Let’s have a look on the documentation of clEnqueueWriteBufferRect.


cl_int clEnqueueWriteBufferRect(
    cl_command_queue command_queue,
    cl_mem           buffer,
    cl_bool          blocking_write,
    const size_t     buffer_origin[3],
    const size_t     host_origin[3],
    const size_t     region[3],
    size_t           buffer_row_pitch,
    size_t           buffer_slice_pitch,
    size_t           host_row_pitch,
    size_t           host_slice_pitch,
    void            *ptr,
    cl_uint          num_events_in_wait_list,
    const cl_event  *event_wait_list,
    cl_event        *event)

No comments about command_queue, buffer, blocking_write, buffer_row_pitch, buffer_slice_pitch, host_row_pitch, host_slice_pitch, ptr, num_events_in_wait_list, event_wait_list, and event.
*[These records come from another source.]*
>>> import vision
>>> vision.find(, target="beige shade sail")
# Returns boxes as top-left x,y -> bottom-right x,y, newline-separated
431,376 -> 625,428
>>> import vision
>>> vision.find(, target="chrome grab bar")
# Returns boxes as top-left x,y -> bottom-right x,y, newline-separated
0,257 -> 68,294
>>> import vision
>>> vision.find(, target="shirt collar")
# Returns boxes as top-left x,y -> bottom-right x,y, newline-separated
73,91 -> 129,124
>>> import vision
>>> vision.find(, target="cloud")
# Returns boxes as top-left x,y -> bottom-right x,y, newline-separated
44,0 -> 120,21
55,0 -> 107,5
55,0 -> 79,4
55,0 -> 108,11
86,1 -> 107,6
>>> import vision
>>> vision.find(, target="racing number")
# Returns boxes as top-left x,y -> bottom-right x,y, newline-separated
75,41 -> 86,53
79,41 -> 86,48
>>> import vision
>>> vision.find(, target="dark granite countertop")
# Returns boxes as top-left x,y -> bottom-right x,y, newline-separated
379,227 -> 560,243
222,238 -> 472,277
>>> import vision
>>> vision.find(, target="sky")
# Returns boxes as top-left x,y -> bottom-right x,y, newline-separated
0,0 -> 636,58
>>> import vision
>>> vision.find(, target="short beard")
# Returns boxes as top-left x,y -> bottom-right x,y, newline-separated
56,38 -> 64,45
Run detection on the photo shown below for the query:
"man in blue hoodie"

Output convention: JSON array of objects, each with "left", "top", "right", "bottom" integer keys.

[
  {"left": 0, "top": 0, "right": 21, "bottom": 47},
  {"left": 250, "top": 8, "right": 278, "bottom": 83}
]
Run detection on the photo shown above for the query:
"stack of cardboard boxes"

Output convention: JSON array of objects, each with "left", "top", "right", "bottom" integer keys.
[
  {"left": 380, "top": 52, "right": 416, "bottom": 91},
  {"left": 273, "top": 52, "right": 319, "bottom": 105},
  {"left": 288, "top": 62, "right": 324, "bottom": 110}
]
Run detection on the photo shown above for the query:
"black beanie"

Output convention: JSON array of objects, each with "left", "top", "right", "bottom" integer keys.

Now, because the device buffer will be entirely filled, we must have :


    size_t buffer_origin[3] = {0, 0, 0};

Only 2 parameters remain : host_origin and region. What the documentation says about these parameters is :

host_origin : The (x, y, z) offset in the memory region pointed to by ptr. For a 2D rectangle region, the z value given by host_origin[2] should be 0. The offset in bytes is computed as host_origin[2] * host_slice_pitch + host_origin[1] * host_row_pitch + host_origin[0].

region : The (width, height, depth) in bytes of the 2D or 3D rectangle being read or written. For a 2D rectangle copy, the depth value given by region[2] should be 1.

So, in my case I should use :


size_t input_offset[3]  = {10, 10, 0};
size_t region[3]        = {100*sizeof(float), 100*sizeof(float), sizeof(float)};

Of course, it doesn’t work. Let’s focus on the input_offset parameter.
If we consider their formula, it is said that “the offset in bytes is computed as host_origin[2] * host_slice_pitch + host_origin[1] * host_row_pitch + host_origin[0].”. Since host_slice_pitch and host_row_pitch are given in bytes we must have host_origin[2] and host_origin[1] as numbers and host_origin[0] in bytes! No? Otherwise the offset is wrong. Or host_slice_pitch and host_row_pitch must be given not in bytes. Why the parameters are not consistent?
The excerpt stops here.